Extrahepatic (prehepatic) portal venous obstruction causes extrahepatic portal hypertension in children. Sinusoids can be inflamed but would not lead to hypertension. Obstruction of the bile ducts would lead to interruption in the flow of bile to the duodenum; it would not cause hypertension. The obstruction is in the vein, not the artery.

 

REF:   p. 963

 

  1. Early identification and treatment for metabolic disorders are important because:
a. permanent damage to vital organs can be prevented.
b. surgery is usually necessary.
c. cure rates are higher with early detection.
d. death usually occurs within the first month.

 

 

ANS:  A

The earliest possible identification of metabolic disorders is essential because early treatment may prevent permanent damage to vital organs, such as the liver or brain. Surgery is not the treatment in most of the metabolic disorders; they are controlled by dietary modifications. A cure is not possible in most disorders. Death does not occur in the first month; dietary control is effective.

 

REF:   p. 963

 

  1. A 3-month-old female presents with intention tremors, dystonia, greenish-yellow rings in the cornea, and hepatomegaly. Tests reveal a defect on chromosome 13. Which of the following is the most likely diagnosis?
a. Galactosemia
b. Fructosemia
c. Wilson disease
d. Cirrhosis

 

 

ANS:  C

Wilson disease is manifested by dystonia and greenish-yellow rings in the cornea.

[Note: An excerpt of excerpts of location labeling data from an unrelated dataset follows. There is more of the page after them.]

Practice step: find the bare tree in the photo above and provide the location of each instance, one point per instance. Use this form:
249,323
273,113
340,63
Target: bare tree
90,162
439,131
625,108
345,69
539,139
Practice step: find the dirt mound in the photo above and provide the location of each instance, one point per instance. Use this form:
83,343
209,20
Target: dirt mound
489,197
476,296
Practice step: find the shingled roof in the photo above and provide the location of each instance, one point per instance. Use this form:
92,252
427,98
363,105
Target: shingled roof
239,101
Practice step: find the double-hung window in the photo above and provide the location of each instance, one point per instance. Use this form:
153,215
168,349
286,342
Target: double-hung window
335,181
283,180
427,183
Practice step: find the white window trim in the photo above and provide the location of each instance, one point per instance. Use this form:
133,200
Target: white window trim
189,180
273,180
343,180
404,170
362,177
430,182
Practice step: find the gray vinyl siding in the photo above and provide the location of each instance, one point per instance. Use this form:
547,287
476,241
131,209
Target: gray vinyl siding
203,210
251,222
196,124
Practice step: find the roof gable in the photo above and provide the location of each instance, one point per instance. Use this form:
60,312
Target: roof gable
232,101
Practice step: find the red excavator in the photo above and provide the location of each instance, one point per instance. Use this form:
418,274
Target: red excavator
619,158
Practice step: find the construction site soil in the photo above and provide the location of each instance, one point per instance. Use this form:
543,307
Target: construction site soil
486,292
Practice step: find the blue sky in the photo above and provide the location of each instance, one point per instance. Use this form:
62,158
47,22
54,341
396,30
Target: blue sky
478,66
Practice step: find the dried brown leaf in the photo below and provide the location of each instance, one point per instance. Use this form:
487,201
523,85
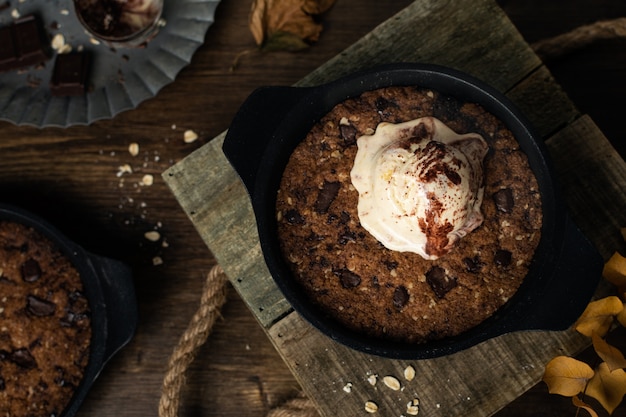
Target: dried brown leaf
289,23
256,20
621,317
607,387
612,356
567,376
581,404
284,41
315,7
599,316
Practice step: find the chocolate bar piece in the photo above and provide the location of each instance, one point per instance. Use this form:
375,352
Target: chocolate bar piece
69,76
22,44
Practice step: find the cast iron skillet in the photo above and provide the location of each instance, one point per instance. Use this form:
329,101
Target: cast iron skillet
110,291
273,120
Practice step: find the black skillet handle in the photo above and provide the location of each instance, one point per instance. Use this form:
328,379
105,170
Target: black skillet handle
576,276
118,292
257,118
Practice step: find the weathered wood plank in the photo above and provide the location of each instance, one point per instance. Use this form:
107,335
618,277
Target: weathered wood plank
478,381
593,176
473,36
216,201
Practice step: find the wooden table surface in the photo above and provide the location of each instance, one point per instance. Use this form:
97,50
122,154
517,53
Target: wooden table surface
70,176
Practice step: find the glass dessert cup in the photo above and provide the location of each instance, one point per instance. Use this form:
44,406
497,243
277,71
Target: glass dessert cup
121,23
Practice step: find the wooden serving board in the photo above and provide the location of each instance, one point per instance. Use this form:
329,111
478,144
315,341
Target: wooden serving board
474,36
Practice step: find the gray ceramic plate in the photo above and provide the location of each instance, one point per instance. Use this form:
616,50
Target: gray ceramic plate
120,79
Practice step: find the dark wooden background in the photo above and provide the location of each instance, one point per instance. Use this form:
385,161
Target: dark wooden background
69,177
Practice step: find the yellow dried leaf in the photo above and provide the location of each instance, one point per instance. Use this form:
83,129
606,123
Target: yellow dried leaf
609,354
621,317
608,387
566,376
599,316
317,6
286,22
615,271
581,404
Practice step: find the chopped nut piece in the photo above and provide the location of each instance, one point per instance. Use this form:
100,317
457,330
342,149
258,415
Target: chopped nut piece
147,180
124,169
371,407
392,382
412,407
133,149
190,136
372,379
58,42
409,373
152,235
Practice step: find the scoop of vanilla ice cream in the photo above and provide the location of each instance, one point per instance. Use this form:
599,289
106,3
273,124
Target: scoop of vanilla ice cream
420,185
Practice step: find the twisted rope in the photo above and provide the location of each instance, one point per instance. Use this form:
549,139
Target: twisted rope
211,302
214,293
557,46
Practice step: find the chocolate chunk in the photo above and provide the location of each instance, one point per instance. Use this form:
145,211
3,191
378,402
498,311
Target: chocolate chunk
31,271
348,134
23,44
23,358
347,278
39,307
473,265
69,76
502,257
347,236
293,216
440,283
326,196
383,105
504,200
400,297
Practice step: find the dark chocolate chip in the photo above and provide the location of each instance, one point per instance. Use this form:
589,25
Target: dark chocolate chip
348,134
504,200
348,278
346,236
39,307
400,296
23,358
31,271
440,283
382,105
326,196
502,257
69,75
473,265
293,216
23,44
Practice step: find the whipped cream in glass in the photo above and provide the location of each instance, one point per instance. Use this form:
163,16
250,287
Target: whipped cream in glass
420,185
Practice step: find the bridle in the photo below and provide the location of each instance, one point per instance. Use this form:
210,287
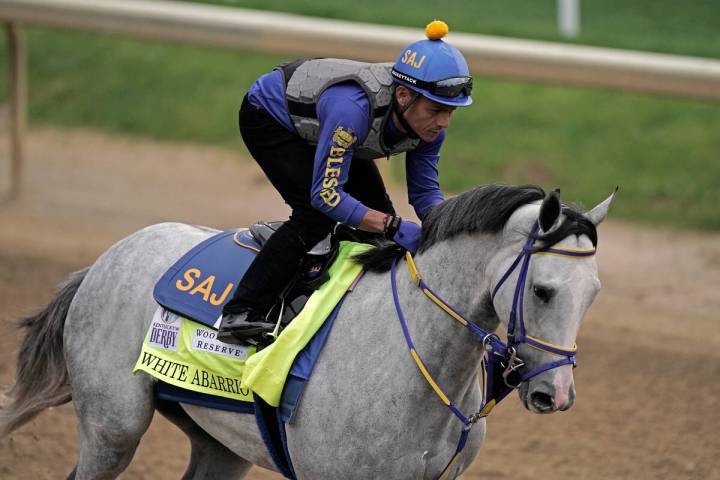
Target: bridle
502,367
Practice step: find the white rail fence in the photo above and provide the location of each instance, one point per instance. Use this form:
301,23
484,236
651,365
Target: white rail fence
276,32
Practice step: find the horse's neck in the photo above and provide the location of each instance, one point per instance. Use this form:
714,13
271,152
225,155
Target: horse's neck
454,270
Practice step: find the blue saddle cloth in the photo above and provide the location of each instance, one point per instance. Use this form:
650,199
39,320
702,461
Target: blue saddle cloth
196,287
205,278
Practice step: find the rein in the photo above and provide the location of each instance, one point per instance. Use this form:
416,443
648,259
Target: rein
500,361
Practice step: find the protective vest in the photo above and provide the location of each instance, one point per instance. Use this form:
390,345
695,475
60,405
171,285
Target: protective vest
306,79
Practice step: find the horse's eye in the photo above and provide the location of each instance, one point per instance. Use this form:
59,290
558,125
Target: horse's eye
543,293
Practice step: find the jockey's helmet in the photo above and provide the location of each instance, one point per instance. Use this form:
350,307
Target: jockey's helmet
435,69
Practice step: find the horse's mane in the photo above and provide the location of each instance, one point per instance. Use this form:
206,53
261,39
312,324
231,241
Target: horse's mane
483,209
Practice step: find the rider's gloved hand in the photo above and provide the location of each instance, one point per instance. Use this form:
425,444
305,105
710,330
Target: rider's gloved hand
403,232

Galactosemia is manifested by high levels of blood galactose and vomiting. Fructosemia is manifested by high levels of blood fructose and hepatomegaly but not dystonia and rings in the cornea. Cirrhosis is manifested by hepatomegaly but not dystonia and greenish-yellow rings in the cornea.

 

REF:   p. 964, Table 37-2

 

MULTIPLE RESPONSE

 

  1. Which of the following are complications of gastroesophageal reflux disease (GERD)? (select all that apply)
a. Esophagitis
b. Barrett esophagus (BE)
c. Cough
d. Recurrent otitis media (OM)
e. Bloody vomitus

 

 

ANS:  A, B, C, D

Esophageal complications of GER can be significant, such as esophagitis; hemorrhage; stricture; Barrett esophagus (BE) (see Chapter 36); and, rarely, adenocarcinoma. Extraesophageal symptoms include cough and wheezing, laryngitis, pharyngitis, dental erosions, sinusitis, recurrent otitis media, and Sandifer’s syndrome (a neurologic disorder). Bloody vomitus is not a complication of gastroesophageal reflux disease.